@HeadCraft be more specific, what you described works:
[admin@rack1_b3] /interface ipip> /ip ipsec policy print
Flags: T - template, X - disabled, D - dynamic, I - invalid, A - active, * - default
0 T * group=default src-address=::/0 dst-address=::/0 protocol=all proposal=default template=yes priority=0x10000
1 D ;;; ipip-tunnel4
src-address=1.1.1.1/32 src-port=any dst-address=1.1.1.2/32 dst-port=any protocol=ipencap action=encrypt
level=require ipsec-protocols=esp tunnel=no proposal=default priority=0x20000 ph2-count=0
[admin@rack1_b3] /interface ipip> print
Flags: X - disabled, R - running, D - dynamic
# NAME MTU ACTUAL-MTU LOCAL-ADDRESS REMOTE-ADDRESS KEEPALIVE DSCP
0 ipip-tu... auto 1480 1.1.1.1 1.1.1.2 10s,10 inherit
[admin@rack1_b3] /interface ipip> set 0 local-address=2.2.2.2
[admin@rack1_b3] /interface ipip> /ip ipsec policy print
Flags: T - template, X - disabled, D - dynamic, I - invalid, A - active, * - default
0 T * group=default src-address=::/0 dst-address=::/0 protocol=all proposal=default template=yes priority=0x10000
1 D ;;; ipip-tunnel4
src-address=2.2.2.2/32 src-port=any dst-address=1.1.1.2/32 dst-port=any protocol=ipencap action=encrypt
level=require ipsec-protocols=esp tunnel=no proposal=default priority=0x20000 ph2-count=0
Sorry, I just found why it is not working correct (may be I doing it incorrect). The reason is that I use mikrotik DDNS as destination address in tunnel. So situation is:
[admin@MikroTik] > /interface ipip
add allow-fast-path=no ipsec-secret=123 !keepalive local-address=1.1.1.1 name=\
ipip-tunnel1 remote-address=google-public-dns-a.google.com
After creating interface with dns there is no ipsec policies at all.
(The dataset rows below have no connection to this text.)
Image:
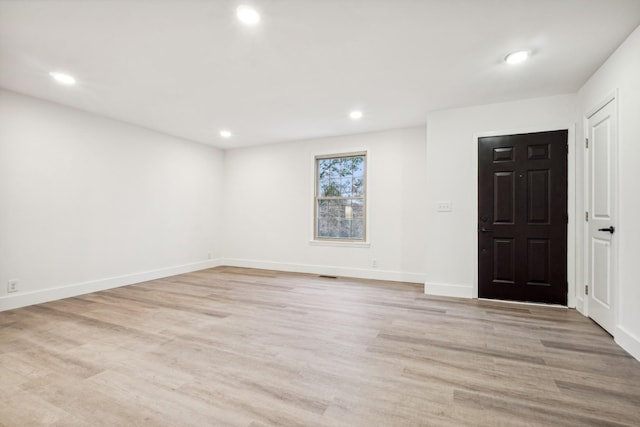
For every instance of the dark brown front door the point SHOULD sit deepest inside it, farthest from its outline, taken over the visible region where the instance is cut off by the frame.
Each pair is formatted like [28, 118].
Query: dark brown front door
[522, 217]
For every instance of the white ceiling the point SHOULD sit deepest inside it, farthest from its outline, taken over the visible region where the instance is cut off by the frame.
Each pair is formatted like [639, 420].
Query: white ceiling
[189, 69]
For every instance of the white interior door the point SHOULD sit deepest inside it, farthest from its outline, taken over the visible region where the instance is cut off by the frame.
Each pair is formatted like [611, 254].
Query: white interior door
[602, 155]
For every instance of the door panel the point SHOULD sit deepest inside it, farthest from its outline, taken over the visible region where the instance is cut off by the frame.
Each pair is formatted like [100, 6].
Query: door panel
[522, 211]
[602, 155]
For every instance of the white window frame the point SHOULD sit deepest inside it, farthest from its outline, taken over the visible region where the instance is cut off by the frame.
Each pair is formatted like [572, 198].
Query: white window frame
[322, 241]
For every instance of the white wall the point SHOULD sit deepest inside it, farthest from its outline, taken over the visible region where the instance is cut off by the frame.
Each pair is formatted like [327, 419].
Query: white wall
[622, 72]
[269, 207]
[451, 244]
[89, 203]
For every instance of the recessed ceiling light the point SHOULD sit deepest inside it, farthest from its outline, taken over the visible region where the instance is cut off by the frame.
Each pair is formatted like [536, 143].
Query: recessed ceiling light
[517, 57]
[62, 78]
[247, 15]
[355, 115]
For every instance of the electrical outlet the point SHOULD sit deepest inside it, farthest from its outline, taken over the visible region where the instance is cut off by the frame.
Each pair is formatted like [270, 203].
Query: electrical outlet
[12, 286]
[443, 206]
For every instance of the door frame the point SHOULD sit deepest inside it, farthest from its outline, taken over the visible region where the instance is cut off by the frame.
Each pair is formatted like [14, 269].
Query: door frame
[611, 97]
[571, 200]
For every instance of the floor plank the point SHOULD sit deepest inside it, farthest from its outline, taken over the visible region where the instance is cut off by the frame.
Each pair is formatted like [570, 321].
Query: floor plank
[240, 347]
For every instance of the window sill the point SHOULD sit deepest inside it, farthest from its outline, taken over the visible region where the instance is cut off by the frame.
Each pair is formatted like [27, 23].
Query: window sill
[339, 244]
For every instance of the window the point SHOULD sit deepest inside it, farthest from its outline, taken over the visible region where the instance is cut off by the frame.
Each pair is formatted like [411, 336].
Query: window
[340, 199]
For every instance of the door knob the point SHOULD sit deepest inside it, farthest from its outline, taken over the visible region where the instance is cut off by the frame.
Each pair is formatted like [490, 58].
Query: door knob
[610, 229]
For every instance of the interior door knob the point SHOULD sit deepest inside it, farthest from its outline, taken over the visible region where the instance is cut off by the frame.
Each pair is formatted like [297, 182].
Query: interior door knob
[610, 229]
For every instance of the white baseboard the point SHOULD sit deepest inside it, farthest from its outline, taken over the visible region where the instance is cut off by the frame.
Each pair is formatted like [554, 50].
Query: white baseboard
[361, 273]
[22, 299]
[629, 342]
[448, 290]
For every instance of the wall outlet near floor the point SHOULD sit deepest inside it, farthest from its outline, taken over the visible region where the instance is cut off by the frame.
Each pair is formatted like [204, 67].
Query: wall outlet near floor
[12, 286]
[443, 206]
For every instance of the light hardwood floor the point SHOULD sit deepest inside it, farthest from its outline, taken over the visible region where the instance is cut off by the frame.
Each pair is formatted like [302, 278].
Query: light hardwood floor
[238, 347]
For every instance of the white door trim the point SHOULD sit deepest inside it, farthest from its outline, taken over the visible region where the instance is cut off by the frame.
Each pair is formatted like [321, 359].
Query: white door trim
[610, 97]
[571, 201]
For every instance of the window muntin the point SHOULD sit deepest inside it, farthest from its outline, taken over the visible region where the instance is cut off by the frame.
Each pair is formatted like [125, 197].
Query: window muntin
[340, 197]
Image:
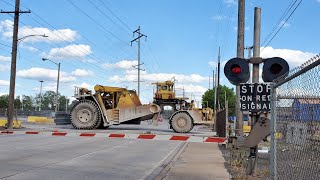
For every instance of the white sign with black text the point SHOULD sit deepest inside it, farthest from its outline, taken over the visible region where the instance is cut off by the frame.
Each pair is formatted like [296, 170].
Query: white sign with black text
[255, 97]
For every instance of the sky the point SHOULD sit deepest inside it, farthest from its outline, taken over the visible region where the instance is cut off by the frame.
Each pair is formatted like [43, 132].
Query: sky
[92, 41]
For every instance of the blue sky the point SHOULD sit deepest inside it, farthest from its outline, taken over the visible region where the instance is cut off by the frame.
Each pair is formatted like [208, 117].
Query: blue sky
[91, 40]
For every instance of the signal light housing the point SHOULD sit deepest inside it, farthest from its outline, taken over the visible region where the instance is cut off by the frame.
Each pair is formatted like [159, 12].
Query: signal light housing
[273, 68]
[237, 71]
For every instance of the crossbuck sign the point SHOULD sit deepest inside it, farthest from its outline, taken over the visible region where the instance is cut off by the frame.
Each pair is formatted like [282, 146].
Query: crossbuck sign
[255, 97]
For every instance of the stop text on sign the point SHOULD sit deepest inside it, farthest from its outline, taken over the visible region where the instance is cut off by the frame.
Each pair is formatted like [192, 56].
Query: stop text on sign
[255, 97]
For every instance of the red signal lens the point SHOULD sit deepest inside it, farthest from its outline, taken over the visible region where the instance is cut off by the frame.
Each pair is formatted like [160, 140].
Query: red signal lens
[235, 69]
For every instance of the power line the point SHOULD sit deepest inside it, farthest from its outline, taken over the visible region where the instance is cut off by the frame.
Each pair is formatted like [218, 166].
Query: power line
[282, 25]
[116, 16]
[107, 16]
[77, 7]
[280, 20]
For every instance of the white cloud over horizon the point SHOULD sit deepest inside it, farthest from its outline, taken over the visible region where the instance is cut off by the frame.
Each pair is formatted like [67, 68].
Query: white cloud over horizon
[59, 35]
[219, 17]
[4, 67]
[5, 58]
[293, 57]
[231, 2]
[44, 74]
[82, 73]
[70, 51]
[124, 64]
[4, 83]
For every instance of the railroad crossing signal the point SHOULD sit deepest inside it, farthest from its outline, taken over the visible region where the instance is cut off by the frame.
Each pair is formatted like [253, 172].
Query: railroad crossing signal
[237, 70]
[274, 68]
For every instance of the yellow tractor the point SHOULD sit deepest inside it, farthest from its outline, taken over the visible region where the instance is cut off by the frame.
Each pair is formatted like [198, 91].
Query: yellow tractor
[107, 106]
[165, 95]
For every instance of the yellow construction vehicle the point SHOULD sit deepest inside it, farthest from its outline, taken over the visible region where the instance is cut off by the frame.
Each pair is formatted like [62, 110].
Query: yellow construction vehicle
[165, 95]
[107, 106]
[182, 121]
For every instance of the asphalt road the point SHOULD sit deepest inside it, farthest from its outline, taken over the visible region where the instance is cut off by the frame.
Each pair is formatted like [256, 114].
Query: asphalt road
[47, 157]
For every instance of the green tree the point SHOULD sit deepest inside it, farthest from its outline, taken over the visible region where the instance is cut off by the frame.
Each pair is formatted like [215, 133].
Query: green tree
[63, 101]
[47, 100]
[27, 102]
[17, 103]
[208, 96]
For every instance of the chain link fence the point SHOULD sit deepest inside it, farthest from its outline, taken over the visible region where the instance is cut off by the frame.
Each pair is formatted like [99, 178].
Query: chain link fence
[296, 123]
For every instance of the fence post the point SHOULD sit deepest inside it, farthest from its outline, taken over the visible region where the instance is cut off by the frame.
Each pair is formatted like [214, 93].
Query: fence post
[273, 130]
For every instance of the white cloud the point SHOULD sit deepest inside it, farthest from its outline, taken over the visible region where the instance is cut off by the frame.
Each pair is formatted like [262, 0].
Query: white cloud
[192, 78]
[4, 83]
[284, 24]
[5, 67]
[59, 35]
[124, 64]
[246, 28]
[44, 74]
[30, 48]
[294, 57]
[3, 93]
[84, 85]
[230, 2]
[71, 51]
[5, 58]
[219, 17]
[46, 87]
[82, 73]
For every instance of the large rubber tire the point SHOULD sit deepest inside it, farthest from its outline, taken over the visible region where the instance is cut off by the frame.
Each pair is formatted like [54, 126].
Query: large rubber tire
[181, 122]
[85, 115]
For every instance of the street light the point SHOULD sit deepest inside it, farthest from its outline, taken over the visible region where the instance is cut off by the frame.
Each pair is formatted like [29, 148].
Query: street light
[15, 43]
[40, 94]
[57, 91]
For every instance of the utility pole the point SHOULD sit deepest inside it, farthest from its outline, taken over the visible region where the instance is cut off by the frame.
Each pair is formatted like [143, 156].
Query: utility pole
[240, 54]
[215, 103]
[255, 79]
[40, 94]
[140, 35]
[13, 61]
[218, 81]
[57, 91]
[213, 85]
[admin@MikroTik] > ip ipsec policy print
Flags: T - template, X - disabled, D - dynamic, I - invalid, A - active, * - default
0 T * group=default src-address=::/0 dst-address=::/0 protocol=all proposal=default
template=yes
Lets reboot the router, and we see the policy:
[admin@MikroTik] > ip ipsec policy print
Flags: T - template, X - disabled, D - dynamic, I - invalid, A - active, * - default
0 T * group=default src-address=::/0 dst-address=::/0 protocol=all proposal=default
template=yes
1 D ;;; ipip-tunnel1
src-address=1.1.1.1/32 src-port=any dst-address=8.8.8.8/32 dst-port=any
protocol=ipencap action=encrypt level=require ipsec-protocols=esp tunnel=no
proposal=default priority=0 ph2-count=0
Now we will change settings in tunnel interface:
[admin@MikroTik] > /interface ipip set [find name=ipip-tunnel1] local-address=3.3.3.3
But we still see old ip in policies
[admin@MikroTik] > ip ipsec policy print
Flags: T - template, X - disabled, D - dynamic, I - invalid, A - active, * - default
0 T * group=default src-address=::/0 dst-address=::/0 protocol=all proposal=default
template=yes
1 D ;;; ipip-tunnel1
src-address=1.1.1.1/32 src-port=any dst-address=8.8.8.8/32 dst-port=any
protocol=ipencap action=encrypt level=require ipsec-protocols=esp tunnel=no
proposal=default priority=0 ph2-count=0
And in peers
[admin@MikroTik] > ip ipsec peer print
Flags: X - disabled, D - dynamic, R - responder
0 D ;;; ipip-tunnel1
address=8.8.8.8/32 local-address=1.1.1.1 auth-method=pre-shared-key secret="123"
generate-policy=no policy-template-group=default exchange-mode=main
send-initial-contact=yes nat-traversal=yes proposal-check=obey hash-algorithm=sha1
enc-algorithm=aes-128,3des dh-group=modp1024 lifetime=1d dpd-interval=2m
dpd-maximum-failures=5
After rebooting the router we will see new ip.